How does MDOT decide which roads to fix first?
This week, Governor Snyder is expected to sign a bill sending an extra $175 million in one-time funds to our state and local roads. That money supplements $2.3 billion in ongoing funds this year.
Kirk Steudle, director of the Michigan Department of Transportation, joined Stateside again to answer one more MI Curious question about Michigan's roads.
See his answers to some of your other MI Curious questions here.
We know that even with the supplemental budget, there still isn't enough to fix all the roads in Michigan. That leads us to today's MI Curious question. Julie Chuey? of Westland wanted to know:
"How does the state choose which projects are a priority? Why do lower income areas seem to receive less quality and quantity of funds than the higher income areas?"
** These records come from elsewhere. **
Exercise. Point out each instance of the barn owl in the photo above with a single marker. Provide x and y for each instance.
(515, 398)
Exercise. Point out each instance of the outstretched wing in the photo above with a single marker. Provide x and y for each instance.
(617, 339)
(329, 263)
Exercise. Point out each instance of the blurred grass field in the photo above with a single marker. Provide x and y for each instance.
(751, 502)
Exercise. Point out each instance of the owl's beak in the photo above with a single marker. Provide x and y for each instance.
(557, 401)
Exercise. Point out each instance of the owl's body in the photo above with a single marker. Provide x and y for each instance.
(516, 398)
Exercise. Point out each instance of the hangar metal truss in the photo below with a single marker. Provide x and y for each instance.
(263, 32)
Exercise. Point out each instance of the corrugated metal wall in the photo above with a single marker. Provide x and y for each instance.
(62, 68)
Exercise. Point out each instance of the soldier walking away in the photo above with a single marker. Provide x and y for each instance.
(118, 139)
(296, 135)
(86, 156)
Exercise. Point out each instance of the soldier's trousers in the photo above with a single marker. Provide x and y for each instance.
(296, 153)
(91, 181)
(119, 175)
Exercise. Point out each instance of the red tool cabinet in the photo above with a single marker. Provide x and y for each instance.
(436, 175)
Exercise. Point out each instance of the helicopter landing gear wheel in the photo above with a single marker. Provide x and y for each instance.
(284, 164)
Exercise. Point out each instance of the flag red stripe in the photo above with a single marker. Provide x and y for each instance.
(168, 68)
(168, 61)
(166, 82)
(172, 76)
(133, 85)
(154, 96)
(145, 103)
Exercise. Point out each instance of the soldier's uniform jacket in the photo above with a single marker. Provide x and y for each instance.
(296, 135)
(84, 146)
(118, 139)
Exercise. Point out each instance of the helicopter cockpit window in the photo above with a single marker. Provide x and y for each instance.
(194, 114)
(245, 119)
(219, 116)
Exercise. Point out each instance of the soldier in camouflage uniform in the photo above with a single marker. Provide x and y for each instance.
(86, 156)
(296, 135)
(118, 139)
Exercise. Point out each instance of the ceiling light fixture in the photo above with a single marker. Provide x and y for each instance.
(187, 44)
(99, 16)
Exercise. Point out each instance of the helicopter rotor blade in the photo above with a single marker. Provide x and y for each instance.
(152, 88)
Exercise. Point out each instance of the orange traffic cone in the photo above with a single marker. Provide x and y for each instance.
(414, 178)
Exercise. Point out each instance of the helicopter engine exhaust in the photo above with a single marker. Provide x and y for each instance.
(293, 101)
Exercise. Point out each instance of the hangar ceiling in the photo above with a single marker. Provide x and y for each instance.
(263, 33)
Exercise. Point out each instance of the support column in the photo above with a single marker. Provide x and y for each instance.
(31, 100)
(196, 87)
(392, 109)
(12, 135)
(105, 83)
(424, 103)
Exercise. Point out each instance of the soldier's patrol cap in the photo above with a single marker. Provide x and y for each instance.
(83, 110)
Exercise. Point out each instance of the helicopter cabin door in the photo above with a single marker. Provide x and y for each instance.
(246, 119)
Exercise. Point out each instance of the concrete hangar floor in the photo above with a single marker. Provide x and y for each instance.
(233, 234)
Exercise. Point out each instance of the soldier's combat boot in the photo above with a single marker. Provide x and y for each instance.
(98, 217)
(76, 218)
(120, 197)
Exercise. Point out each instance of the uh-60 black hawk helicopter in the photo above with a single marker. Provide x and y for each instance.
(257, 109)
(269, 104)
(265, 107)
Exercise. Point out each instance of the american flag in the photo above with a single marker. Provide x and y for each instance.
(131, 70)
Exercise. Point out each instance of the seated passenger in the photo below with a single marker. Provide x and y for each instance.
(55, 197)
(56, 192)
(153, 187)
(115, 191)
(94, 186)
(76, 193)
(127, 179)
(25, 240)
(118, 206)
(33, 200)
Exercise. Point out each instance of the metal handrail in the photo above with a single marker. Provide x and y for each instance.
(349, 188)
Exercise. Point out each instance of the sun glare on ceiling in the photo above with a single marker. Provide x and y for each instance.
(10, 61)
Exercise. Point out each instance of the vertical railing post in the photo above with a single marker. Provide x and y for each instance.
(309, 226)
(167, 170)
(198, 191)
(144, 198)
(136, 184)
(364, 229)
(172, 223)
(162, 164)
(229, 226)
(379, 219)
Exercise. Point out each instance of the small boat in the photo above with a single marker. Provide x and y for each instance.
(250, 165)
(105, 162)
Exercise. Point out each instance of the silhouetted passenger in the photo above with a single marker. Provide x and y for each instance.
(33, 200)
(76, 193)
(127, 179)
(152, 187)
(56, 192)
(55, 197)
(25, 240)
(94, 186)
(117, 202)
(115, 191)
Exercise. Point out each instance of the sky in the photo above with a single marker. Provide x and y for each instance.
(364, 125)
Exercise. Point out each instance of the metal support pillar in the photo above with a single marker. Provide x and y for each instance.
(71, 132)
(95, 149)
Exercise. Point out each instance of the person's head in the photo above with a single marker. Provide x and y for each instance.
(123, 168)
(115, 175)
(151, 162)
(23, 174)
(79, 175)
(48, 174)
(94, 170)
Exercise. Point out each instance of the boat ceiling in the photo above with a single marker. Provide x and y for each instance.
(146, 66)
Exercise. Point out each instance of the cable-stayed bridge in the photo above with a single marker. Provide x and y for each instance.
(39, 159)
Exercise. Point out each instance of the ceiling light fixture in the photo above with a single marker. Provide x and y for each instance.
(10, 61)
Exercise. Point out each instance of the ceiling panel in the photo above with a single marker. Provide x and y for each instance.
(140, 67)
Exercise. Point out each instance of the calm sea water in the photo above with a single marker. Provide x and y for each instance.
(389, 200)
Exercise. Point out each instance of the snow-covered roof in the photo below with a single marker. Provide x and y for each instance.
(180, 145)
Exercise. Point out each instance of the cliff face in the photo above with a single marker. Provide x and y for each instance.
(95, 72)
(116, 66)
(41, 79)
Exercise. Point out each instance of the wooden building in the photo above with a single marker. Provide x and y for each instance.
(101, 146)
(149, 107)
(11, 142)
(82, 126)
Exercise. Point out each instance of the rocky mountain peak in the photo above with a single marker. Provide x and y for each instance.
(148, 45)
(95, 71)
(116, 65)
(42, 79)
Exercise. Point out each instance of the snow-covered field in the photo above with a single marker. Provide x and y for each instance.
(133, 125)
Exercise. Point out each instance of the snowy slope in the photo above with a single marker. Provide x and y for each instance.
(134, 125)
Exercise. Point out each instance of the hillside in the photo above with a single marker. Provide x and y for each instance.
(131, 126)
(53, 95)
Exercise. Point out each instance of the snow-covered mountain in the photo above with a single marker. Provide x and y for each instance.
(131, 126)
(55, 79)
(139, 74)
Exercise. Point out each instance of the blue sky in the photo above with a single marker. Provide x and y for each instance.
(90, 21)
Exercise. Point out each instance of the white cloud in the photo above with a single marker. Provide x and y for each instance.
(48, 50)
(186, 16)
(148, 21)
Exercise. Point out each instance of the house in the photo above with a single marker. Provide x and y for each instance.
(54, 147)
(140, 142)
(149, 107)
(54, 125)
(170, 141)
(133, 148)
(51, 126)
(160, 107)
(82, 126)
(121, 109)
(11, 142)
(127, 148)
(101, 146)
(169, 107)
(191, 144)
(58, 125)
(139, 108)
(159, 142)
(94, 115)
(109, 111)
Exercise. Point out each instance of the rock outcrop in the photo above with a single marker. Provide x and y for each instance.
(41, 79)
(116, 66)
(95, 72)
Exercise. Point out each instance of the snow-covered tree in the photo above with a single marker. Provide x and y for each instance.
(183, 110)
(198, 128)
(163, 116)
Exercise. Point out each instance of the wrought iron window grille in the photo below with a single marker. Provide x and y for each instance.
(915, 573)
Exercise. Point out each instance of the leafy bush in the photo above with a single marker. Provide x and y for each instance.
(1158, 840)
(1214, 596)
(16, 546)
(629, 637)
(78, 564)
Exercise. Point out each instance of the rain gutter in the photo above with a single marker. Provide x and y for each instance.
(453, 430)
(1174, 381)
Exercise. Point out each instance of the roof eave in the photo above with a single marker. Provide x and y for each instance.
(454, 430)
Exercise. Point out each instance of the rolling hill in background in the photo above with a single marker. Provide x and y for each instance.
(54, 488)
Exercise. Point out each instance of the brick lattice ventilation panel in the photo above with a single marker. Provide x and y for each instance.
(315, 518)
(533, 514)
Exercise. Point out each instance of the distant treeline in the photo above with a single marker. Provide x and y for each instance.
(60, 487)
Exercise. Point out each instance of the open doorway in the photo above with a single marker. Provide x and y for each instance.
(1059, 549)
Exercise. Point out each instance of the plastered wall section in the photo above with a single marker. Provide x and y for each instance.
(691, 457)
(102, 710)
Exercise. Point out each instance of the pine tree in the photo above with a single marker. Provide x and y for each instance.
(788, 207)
Hear Steudle describe Michigan's current road funding process above.
On that note, Craig Thiel, research director for the Citizens Research Council of Michigan, believes taxpayers aren’t going to get the bang for their buck, thanks to Michigan's outdated road funding formula that he says doesn't address the way we use our roads today.
Thiel joined Stateside to explain how our formula for allocating funds for road improvement – which dates back to 1951 – doesn’t keep up with our current road conditions. He also explains why Michigan has stuck with this formula all these years, and he makes a case for a better way of dividing up the highway funding.
On Tuesday March 20, from 8:00 AM to 9:30 AM, there will be a Leader’s Issue Forum at the Michigan Chamber of Commerce offices in Lansing to discuss Michigan’s roads and infrastructure. In attendance will be State Rep. Triston Cole, State Sen. Tom Casperson, chair of the Transportation Committee, and Kirk Steudle, director of the Michigan Department of Transportation.